Bone and Joint data:
- 25% of Americans have a musculoskeletal condition that requires some kind of intervention.
- Musculoskeletal disorders are the #1 cause for disability in the United States.
Bone and Joint Disorders and Diseases can include:
- Spinal deformity or scoliosis
- Osteoporosis and Osteoarthritis
- Bone and joint degeneration
Modern methods of intervention to improve Bone and Joint Health include:
- Western medicine and surgery
- Chiropractic care
- Nutritional counseling
What kind of Nutrition can help my Bones and Joints?
On average (ask your doctor):
- 1000 mg per day of calcium
- 1000 mg per day of vitamin D
- 350 mg per day of magnesium
Dairy products, soy milks, almond milks, and yogurts usually have calcium with added vitamin D and magnesium. Dark green leafy vegetables are also excellent sources.
What kind of Exercise can help my Bones and Joints?
If you have chronic pain in a certain bone or joint area, it could signal weakness in the surrounding muscles. For example, many people have knee pain from years of pounding them in high-impact exercise or working on a cement floor. The best solution for knee pain is often to build up the muscles around the knees. Those muscles can then support the knee and cause less pain. Cross training on a bicycle is one way to build those muscles without adding impact. A personal trainer can help work those muscles through a series of sitting or lying leg exercises.
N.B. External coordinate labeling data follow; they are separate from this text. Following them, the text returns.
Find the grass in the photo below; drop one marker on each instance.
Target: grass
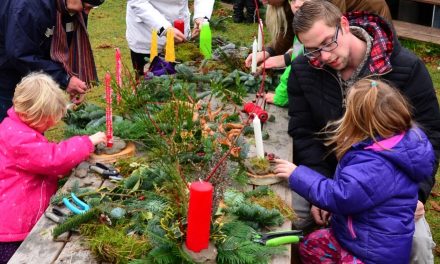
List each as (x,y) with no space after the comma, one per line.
(107,32)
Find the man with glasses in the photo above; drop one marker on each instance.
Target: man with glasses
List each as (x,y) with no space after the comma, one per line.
(49,36)
(338,51)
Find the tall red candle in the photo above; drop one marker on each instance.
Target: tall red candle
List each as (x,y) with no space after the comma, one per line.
(180,25)
(199,216)
(108,111)
(118,74)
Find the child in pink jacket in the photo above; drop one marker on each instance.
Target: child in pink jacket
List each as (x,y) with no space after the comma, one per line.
(30,165)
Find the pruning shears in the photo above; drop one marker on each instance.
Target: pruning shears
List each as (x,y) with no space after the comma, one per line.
(79,207)
(107,172)
(277,238)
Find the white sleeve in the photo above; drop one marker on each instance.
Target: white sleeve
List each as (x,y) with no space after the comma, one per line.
(203,8)
(148,14)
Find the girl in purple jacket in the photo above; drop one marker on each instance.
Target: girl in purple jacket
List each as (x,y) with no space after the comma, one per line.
(373,195)
(30,166)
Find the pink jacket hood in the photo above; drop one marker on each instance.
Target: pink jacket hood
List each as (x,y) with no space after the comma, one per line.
(30,167)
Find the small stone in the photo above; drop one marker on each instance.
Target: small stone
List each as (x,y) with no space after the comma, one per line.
(205,256)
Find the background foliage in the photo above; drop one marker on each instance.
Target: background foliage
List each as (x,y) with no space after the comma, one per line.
(107,31)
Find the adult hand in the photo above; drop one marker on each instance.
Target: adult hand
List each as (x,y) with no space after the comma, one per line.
(179,37)
(283,168)
(197,26)
(261,55)
(321,216)
(269,98)
(420,210)
(275,62)
(98,137)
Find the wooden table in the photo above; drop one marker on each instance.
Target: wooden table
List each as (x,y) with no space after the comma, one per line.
(40,248)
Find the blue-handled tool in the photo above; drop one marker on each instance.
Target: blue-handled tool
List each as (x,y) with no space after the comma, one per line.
(80,207)
(278,238)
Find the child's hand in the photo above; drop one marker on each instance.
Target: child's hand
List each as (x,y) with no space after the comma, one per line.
(284,168)
(97,138)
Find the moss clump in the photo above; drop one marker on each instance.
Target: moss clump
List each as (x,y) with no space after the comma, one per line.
(257,165)
(188,51)
(113,245)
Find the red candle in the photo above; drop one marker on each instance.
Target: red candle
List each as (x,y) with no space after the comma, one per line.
(118,74)
(108,111)
(180,25)
(199,216)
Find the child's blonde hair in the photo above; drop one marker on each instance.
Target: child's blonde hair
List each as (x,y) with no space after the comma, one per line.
(38,99)
(276,21)
(374,109)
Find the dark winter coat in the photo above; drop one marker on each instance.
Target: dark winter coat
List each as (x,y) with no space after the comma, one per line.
(26,28)
(316,97)
(373,195)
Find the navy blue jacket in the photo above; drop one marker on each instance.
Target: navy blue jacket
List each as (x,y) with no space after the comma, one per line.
(373,195)
(25,37)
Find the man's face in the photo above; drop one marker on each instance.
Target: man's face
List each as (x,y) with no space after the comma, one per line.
(322,37)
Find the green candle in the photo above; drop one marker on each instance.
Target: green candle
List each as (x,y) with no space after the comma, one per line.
(206,40)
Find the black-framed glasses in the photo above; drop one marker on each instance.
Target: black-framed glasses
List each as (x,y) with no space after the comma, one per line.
(313,54)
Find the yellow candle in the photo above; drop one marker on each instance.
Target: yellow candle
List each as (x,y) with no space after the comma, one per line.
(153,48)
(169,47)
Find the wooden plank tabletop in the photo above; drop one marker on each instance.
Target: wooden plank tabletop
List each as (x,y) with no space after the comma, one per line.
(40,248)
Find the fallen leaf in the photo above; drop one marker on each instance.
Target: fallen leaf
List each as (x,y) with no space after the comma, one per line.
(435,206)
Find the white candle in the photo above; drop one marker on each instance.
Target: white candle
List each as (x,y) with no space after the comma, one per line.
(260,36)
(258,136)
(254,57)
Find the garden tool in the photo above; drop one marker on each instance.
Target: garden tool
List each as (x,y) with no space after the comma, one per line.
(277,238)
(253,109)
(107,172)
(56,215)
(79,207)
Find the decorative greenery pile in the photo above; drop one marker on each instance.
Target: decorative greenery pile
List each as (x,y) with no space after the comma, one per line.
(142,219)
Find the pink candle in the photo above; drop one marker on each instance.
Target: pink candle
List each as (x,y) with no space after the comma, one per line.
(180,25)
(118,74)
(199,216)
(108,110)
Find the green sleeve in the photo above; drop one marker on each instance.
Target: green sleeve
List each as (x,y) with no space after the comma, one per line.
(280,97)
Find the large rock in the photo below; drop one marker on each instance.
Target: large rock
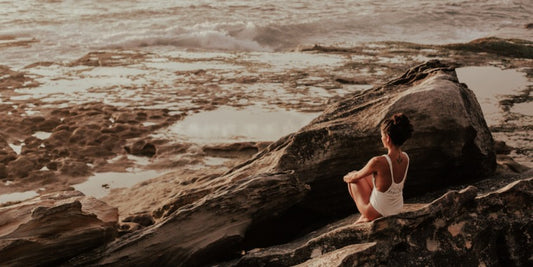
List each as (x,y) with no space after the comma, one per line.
(265,200)
(451,143)
(466,227)
(211,228)
(53,228)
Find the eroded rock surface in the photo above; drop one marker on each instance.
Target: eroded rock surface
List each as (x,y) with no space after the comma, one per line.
(466,227)
(53,228)
(267,199)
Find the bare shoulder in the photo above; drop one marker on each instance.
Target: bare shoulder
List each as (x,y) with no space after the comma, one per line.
(378,161)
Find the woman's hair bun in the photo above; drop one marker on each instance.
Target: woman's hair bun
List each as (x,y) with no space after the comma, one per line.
(398,128)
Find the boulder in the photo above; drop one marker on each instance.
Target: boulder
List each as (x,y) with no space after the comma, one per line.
(465,227)
(211,228)
(53,228)
(451,143)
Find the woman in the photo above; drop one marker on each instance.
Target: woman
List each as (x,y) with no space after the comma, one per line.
(377,187)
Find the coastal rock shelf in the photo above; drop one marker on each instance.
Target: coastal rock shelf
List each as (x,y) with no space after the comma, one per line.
(463,226)
(53,228)
(295,184)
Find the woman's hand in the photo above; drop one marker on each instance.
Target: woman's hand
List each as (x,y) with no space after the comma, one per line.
(348,177)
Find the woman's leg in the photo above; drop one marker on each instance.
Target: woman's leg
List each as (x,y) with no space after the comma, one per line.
(360,192)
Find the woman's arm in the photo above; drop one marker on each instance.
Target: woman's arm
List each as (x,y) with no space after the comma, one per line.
(368,169)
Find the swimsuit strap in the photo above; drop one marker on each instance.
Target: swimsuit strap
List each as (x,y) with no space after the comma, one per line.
(407,168)
(390,166)
(392,172)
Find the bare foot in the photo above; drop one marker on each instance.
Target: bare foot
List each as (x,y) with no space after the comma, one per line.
(362,219)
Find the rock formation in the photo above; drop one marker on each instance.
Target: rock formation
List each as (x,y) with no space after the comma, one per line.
(295,184)
(491,229)
(53,228)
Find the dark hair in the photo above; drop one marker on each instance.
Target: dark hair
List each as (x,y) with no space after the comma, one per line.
(398,128)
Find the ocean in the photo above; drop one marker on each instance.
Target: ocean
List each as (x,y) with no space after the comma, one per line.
(204,73)
(55,30)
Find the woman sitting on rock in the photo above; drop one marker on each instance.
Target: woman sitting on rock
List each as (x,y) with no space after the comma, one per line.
(377,187)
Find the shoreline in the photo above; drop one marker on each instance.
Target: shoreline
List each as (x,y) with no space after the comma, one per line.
(294,81)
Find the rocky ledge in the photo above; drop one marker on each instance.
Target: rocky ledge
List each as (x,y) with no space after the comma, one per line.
(466,226)
(294,185)
(53,228)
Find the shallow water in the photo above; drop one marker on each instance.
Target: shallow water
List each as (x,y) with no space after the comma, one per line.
(228,125)
(18,196)
(100,184)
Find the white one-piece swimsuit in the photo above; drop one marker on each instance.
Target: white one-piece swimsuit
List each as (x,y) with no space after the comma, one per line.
(389,202)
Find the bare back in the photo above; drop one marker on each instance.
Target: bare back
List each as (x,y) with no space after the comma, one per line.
(383,179)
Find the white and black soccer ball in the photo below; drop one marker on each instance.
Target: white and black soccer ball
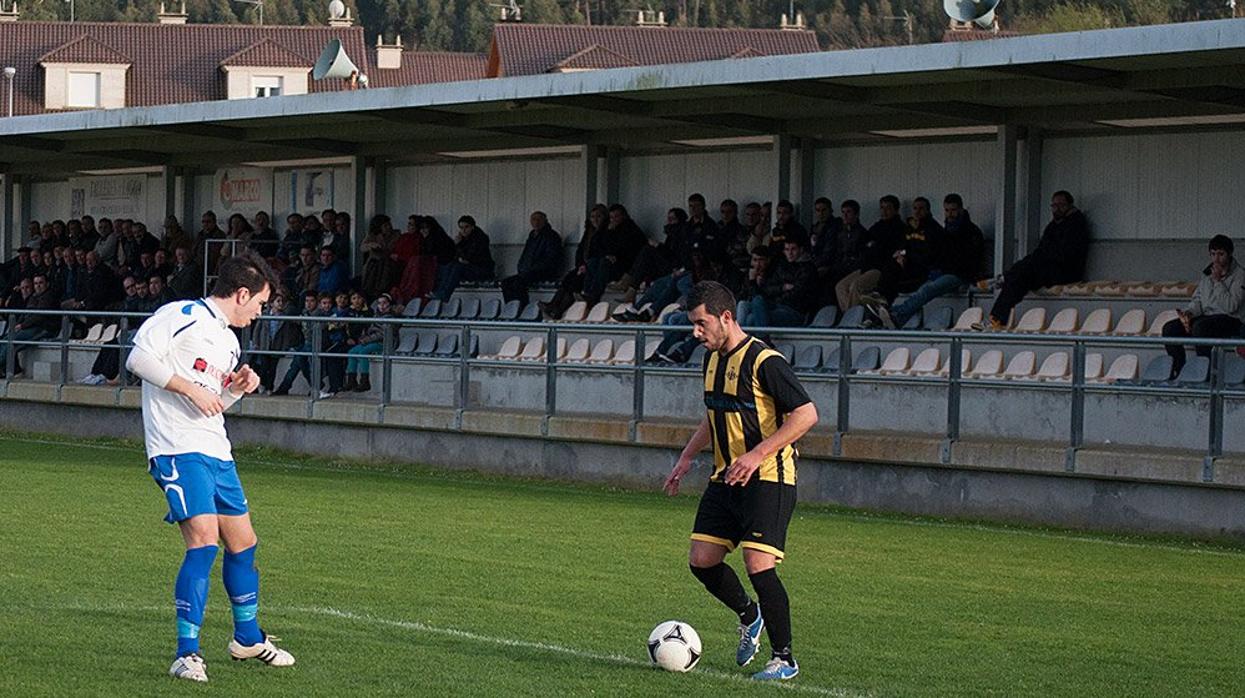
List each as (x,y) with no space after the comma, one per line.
(674,646)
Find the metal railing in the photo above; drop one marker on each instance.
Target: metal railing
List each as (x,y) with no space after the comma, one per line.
(1213,393)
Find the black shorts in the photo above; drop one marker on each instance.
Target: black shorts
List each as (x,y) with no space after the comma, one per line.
(753,516)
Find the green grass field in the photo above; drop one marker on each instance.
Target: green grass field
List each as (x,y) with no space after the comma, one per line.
(406,581)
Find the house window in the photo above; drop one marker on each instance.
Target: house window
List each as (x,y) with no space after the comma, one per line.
(84,90)
(267,86)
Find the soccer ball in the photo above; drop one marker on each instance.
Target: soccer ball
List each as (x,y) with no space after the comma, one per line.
(674,646)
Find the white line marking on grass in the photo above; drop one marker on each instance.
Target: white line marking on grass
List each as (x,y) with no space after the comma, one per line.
(862,518)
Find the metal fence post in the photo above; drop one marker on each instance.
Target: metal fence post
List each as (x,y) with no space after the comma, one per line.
(954,388)
(1077,426)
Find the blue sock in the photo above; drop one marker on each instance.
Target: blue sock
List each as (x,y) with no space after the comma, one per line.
(191,596)
(242,584)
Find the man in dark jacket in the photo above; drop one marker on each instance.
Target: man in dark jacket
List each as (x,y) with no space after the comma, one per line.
(540,260)
(961,251)
(1060,258)
(473,261)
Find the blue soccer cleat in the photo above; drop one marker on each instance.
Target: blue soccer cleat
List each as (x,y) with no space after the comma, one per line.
(777,670)
(750,640)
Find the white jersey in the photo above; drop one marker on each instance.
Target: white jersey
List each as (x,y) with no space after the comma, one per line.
(193,340)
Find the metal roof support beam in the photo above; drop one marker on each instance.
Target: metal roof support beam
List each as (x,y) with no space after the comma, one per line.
(1005,208)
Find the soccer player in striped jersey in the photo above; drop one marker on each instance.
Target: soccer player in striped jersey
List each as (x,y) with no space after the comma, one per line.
(756,411)
(186,353)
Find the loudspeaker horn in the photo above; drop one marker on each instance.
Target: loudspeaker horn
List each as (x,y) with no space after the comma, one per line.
(980,13)
(334,62)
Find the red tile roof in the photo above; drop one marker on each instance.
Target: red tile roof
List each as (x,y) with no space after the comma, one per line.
(169,64)
(268,54)
(420,67)
(529,49)
(84,50)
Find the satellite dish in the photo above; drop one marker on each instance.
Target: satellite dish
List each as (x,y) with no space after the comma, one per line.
(980,13)
(334,61)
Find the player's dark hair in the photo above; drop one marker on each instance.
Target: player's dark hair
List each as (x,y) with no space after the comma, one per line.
(244,270)
(716,297)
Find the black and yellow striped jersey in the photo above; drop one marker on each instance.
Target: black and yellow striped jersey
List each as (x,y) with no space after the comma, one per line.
(747,393)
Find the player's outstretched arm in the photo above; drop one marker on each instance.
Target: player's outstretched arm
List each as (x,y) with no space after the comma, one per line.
(796,424)
(695,444)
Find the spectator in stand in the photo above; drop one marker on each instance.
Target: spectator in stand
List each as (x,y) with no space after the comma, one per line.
(186,280)
(473,260)
(301,363)
(377,245)
(880,245)
(960,255)
(367,344)
(31,327)
(1216,306)
(420,274)
(621,243)
(174,235)
(540,260)
(334,276)
(573,281)
(1060,258)
(788,293)
(110,243)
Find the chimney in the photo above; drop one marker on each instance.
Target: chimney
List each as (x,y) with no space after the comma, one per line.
(389,56)
(164,16)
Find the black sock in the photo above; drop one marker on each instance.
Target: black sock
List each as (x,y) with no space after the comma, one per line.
(776,607)
(722,582)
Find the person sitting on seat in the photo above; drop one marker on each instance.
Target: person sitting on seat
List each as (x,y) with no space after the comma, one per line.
(1216,304)
(1060,258)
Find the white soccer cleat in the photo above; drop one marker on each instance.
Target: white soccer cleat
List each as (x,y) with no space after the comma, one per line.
(264,651)
(191,667)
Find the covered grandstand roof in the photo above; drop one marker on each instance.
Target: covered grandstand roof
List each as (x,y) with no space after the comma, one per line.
(1123,80)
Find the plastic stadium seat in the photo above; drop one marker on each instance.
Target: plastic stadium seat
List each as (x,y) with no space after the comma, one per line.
(575,312)
(451,309)
(967,319)
(853,317)
(599,312)
(1065,321)
(826,317)
(431,310)
(491,309)
(1159,321)
(1097,322)
(509,311)
(469,310)
(511,349)
(1157,371)
(990,365)
(939,319)
(533,350)
(1123,368)
(926,362)
(578,351)
(426,344)
(447,345)
(897,362)
(530,314)
(808,358)
(406,340)
(601,352)
(868,360)
(1032,321)
(624,353)
(1132,322)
Some of the most recent studies on exercise and bone and joint health, as well as neurological health, point to the ancient study of Tai Chi as a great benefit.
Studies, such as one recently done at the Oregon Research Institute, indicate that people who regularly practice Tai Chi suffer fewer bone and joint injuries, because of the added stability and balance the exercise provides. Several controlled studies in Asia, where Tai Chi is a rich history of generations of practice, researchers found that women who practice Tai Chi are less likely to have problems with bone density.
Tai Chi is based on the principles of ancient martial arts in Asian Countries. Its practice goes far more into mind-body-spirit philosophy than it does in just biomechanics. People who practice Tai Chi often feel less anxious and less stressed, probably because of the focus with lack of impact.